First you take the model of a Carthusian monastery. Each person has a two roomed cell that opens onto a shared cloister on one end and into a private walled garden on the other end. Each person’s accommodation is small, but there is common space: an adoration chapel, library, calefactory, clinic and a refectory, and single old people come to live there together. This is a community for committed Catholics, and it’s built next to a parish church where daily Mass is offered.

Furthermore, instead of being out in the country, it’s in the town. This means the residents can be involved in the wider community. They can do community work, help the poor, get involved in the local schools. They won’t need a car because they can walk to the supermarket or the coffee shop or the doctor’s office.

How to fund such a project? One model which works is that the old person, on admittance, (just like in a monastic community) signs over all their property and wealth. For this they will be assured of loving, Catholic care until their natural death. No ‘pop off pills’ in this place. If they live until they’re 127 the community loses out financially, but if they check out early the community (and everyone in it) benefits.

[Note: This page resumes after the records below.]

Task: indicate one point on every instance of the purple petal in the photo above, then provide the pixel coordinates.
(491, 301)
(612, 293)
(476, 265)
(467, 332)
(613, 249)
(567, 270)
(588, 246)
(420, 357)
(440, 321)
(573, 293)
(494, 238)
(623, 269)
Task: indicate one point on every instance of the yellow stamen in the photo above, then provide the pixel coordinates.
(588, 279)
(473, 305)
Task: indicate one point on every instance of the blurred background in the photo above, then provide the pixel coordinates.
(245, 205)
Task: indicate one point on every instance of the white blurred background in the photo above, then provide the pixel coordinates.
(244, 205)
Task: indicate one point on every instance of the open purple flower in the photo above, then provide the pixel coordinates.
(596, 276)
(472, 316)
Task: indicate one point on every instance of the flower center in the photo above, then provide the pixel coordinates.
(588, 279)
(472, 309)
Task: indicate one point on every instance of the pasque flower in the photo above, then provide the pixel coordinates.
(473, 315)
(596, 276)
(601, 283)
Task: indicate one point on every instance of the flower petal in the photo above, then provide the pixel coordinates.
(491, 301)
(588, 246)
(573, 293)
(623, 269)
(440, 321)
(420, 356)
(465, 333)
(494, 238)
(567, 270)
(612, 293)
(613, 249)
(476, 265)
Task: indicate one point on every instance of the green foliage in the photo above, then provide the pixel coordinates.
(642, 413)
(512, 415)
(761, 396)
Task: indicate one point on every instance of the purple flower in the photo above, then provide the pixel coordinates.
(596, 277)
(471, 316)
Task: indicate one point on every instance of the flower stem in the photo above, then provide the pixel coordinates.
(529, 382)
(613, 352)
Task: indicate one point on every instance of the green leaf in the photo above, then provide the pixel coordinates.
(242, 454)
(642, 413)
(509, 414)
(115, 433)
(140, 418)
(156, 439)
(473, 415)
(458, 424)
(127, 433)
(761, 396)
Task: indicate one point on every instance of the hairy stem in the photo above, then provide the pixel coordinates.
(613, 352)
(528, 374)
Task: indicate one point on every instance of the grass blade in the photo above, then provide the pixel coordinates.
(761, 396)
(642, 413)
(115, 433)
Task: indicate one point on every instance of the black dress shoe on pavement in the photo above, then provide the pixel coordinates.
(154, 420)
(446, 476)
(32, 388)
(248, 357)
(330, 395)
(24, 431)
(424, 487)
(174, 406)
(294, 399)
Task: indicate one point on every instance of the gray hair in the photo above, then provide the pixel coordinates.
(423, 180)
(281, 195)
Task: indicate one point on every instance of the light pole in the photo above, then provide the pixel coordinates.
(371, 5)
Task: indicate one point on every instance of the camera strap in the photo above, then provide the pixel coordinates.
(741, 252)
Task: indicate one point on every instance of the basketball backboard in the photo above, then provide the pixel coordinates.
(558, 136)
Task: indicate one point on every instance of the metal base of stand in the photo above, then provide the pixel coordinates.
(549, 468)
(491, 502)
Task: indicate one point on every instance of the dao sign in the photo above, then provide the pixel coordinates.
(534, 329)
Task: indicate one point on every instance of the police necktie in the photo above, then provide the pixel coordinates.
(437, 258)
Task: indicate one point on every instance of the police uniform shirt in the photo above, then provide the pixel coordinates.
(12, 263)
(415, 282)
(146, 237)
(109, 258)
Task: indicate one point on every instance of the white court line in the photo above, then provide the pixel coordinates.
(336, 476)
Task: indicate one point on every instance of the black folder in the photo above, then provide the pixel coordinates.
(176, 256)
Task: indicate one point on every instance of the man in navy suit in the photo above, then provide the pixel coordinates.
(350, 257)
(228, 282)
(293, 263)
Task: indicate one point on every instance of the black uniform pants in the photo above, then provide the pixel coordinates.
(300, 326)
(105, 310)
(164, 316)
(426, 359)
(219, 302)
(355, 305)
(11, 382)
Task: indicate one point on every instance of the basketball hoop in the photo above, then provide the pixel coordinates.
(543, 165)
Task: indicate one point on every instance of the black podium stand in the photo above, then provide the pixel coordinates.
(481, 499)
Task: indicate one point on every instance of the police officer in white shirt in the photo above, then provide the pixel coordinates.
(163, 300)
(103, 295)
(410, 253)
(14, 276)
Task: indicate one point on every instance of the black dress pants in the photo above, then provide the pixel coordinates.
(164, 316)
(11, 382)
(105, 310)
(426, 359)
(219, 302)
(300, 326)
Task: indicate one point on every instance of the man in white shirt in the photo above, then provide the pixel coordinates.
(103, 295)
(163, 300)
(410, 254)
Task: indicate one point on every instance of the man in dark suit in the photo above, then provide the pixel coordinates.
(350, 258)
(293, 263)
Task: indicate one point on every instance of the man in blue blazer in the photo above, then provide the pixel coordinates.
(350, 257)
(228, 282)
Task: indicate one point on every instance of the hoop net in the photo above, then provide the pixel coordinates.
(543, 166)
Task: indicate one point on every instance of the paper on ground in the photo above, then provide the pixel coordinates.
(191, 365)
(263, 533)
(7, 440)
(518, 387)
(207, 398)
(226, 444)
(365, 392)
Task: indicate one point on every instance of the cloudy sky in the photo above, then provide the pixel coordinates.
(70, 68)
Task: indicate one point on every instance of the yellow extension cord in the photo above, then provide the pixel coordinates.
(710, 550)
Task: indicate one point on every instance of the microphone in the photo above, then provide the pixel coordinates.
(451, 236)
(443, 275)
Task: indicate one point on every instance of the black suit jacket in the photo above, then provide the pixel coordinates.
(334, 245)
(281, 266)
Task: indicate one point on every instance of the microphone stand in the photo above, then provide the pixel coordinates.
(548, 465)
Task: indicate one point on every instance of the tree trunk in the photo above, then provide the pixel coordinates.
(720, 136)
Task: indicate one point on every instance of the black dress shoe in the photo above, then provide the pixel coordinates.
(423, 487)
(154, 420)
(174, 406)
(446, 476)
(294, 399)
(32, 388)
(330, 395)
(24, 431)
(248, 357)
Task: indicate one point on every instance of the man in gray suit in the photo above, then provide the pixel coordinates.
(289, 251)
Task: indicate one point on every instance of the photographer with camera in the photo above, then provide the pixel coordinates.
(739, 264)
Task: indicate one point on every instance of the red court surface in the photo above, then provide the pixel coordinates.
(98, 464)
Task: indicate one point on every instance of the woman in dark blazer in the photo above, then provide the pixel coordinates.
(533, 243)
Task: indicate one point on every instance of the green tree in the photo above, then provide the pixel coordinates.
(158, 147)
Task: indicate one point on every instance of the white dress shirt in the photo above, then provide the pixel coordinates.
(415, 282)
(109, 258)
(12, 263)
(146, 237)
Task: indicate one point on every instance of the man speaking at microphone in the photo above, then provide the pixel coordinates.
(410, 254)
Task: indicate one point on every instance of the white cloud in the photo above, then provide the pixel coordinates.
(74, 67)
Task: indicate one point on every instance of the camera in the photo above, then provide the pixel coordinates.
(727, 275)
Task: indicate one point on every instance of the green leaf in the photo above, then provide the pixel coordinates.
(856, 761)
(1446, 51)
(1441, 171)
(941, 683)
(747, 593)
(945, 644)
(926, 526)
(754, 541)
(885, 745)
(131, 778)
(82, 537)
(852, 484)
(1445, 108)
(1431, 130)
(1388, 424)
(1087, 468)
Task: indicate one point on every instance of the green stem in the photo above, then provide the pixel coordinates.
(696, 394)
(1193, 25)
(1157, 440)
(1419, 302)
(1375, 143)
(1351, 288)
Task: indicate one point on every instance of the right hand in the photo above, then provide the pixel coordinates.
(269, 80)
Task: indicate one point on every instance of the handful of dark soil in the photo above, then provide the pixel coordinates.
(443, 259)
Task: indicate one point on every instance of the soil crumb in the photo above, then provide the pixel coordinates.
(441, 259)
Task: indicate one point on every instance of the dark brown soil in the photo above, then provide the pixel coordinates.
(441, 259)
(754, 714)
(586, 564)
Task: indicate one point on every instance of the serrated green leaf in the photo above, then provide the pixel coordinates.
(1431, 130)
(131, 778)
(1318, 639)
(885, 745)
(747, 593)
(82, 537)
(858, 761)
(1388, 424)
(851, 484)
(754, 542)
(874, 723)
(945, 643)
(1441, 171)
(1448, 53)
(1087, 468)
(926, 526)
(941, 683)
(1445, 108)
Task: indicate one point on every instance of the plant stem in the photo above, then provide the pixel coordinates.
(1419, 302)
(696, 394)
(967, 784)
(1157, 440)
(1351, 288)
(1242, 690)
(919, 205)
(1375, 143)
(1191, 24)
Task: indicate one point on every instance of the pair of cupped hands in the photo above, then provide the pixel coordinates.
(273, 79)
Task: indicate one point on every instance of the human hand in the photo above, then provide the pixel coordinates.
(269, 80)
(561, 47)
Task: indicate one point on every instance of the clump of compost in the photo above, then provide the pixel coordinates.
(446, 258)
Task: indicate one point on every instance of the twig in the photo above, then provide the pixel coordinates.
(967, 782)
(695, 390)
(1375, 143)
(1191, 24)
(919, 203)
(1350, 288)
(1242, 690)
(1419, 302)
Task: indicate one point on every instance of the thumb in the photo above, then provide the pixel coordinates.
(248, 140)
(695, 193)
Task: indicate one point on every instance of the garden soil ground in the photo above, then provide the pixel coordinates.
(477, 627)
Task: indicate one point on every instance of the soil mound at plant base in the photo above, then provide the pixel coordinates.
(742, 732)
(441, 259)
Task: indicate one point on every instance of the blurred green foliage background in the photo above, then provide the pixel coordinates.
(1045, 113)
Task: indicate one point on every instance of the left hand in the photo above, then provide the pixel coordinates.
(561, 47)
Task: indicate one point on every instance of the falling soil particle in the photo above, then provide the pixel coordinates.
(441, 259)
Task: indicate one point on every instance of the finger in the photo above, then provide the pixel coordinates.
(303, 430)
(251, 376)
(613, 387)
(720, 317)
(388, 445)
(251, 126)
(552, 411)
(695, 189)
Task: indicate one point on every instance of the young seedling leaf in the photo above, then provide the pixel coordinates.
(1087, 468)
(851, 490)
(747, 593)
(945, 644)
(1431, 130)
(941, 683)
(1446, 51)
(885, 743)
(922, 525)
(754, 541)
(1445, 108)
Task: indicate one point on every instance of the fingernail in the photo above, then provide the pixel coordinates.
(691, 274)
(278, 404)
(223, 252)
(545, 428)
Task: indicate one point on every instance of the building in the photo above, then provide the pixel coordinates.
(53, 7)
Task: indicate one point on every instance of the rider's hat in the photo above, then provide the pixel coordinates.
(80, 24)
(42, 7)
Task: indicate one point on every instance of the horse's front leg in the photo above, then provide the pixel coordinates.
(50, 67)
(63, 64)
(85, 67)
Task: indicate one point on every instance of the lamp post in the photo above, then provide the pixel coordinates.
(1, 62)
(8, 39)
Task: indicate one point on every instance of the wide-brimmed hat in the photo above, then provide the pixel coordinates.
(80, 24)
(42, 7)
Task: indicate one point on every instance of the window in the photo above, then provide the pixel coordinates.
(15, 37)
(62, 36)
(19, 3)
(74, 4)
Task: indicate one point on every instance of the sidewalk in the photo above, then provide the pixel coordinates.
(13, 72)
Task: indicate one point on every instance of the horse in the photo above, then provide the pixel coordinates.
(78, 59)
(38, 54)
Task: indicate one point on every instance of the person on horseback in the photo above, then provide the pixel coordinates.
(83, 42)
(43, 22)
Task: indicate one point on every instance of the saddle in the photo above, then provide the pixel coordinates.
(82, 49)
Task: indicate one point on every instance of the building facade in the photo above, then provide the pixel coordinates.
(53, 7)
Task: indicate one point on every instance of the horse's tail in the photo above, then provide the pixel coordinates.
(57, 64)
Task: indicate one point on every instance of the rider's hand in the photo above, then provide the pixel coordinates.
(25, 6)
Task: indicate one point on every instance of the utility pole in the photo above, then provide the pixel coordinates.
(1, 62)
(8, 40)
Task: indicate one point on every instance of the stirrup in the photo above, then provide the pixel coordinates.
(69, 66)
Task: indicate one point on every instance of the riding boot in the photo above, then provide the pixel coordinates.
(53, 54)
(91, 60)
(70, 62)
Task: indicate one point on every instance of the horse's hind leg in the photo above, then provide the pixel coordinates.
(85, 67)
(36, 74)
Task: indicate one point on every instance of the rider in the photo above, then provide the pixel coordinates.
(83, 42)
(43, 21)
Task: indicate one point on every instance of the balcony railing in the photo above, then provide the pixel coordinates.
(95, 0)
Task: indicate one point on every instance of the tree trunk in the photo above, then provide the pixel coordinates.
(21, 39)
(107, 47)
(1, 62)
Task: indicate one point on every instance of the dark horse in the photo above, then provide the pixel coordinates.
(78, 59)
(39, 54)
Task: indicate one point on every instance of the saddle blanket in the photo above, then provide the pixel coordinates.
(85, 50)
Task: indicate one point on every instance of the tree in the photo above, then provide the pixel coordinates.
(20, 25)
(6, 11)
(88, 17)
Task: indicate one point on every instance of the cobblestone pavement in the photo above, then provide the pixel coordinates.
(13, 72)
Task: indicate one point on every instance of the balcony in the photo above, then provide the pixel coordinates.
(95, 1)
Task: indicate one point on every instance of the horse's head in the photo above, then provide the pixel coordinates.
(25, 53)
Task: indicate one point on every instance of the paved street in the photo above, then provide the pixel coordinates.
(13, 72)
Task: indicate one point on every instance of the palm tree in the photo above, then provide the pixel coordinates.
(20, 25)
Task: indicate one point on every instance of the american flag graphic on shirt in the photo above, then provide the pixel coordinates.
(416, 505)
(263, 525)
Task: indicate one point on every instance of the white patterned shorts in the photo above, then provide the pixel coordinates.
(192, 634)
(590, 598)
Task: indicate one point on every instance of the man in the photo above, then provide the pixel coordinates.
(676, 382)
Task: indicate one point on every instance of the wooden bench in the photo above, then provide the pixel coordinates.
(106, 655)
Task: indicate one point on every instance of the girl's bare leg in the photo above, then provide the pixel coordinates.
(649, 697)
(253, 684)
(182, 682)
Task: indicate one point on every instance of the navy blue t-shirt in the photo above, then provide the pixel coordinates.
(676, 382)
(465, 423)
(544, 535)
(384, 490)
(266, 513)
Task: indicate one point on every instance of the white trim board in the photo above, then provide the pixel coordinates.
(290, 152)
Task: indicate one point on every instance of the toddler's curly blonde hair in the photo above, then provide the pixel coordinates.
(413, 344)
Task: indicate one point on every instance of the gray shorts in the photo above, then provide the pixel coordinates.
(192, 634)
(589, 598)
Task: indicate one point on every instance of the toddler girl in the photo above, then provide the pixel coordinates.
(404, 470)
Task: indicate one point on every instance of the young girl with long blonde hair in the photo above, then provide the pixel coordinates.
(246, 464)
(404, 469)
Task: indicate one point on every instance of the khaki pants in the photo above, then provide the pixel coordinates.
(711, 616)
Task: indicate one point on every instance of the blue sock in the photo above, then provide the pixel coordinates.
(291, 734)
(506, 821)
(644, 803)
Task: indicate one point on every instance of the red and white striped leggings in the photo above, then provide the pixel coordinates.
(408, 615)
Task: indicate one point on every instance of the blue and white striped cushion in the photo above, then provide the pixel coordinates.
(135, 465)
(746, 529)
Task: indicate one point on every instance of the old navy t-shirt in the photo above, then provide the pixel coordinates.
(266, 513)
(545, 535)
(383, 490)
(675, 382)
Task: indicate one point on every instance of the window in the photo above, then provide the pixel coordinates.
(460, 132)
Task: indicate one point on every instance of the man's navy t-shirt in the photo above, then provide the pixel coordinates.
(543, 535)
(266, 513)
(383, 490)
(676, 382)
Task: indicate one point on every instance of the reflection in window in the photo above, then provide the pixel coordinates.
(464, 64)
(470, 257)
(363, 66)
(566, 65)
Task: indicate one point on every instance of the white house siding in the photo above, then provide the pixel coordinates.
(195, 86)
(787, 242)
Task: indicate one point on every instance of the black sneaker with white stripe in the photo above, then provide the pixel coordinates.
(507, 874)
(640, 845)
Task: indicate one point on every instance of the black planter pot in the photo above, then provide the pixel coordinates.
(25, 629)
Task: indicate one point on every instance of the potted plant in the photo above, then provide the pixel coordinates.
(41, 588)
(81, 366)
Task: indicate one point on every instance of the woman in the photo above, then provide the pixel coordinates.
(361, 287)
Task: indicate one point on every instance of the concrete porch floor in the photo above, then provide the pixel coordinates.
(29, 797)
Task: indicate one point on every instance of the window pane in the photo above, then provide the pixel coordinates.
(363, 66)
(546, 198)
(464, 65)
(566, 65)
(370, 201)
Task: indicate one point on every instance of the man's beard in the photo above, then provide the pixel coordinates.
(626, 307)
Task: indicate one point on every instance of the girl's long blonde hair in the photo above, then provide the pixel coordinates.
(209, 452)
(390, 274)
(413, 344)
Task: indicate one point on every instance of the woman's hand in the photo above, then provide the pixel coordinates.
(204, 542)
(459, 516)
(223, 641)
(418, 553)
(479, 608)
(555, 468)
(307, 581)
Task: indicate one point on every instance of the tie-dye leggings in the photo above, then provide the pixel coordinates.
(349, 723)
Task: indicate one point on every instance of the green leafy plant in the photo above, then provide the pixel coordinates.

Of course this solution is not terribly popular with the offspring of old people, but lots of old people won’t have anyone to look after them, so it might be attractive to them.

Last thing: we need people to look after the old people. The way to do this is to have not-so-old old people do that work. Let the younger members of the community look after the older ones.

There happens to be about five acres of land adjacent to the Our Lady of the Rosary parish in Greenville SC. All we need now is an entrepreneurial type dreamer-manager and a couple of Catholic billionaires with no idea what to do with their money…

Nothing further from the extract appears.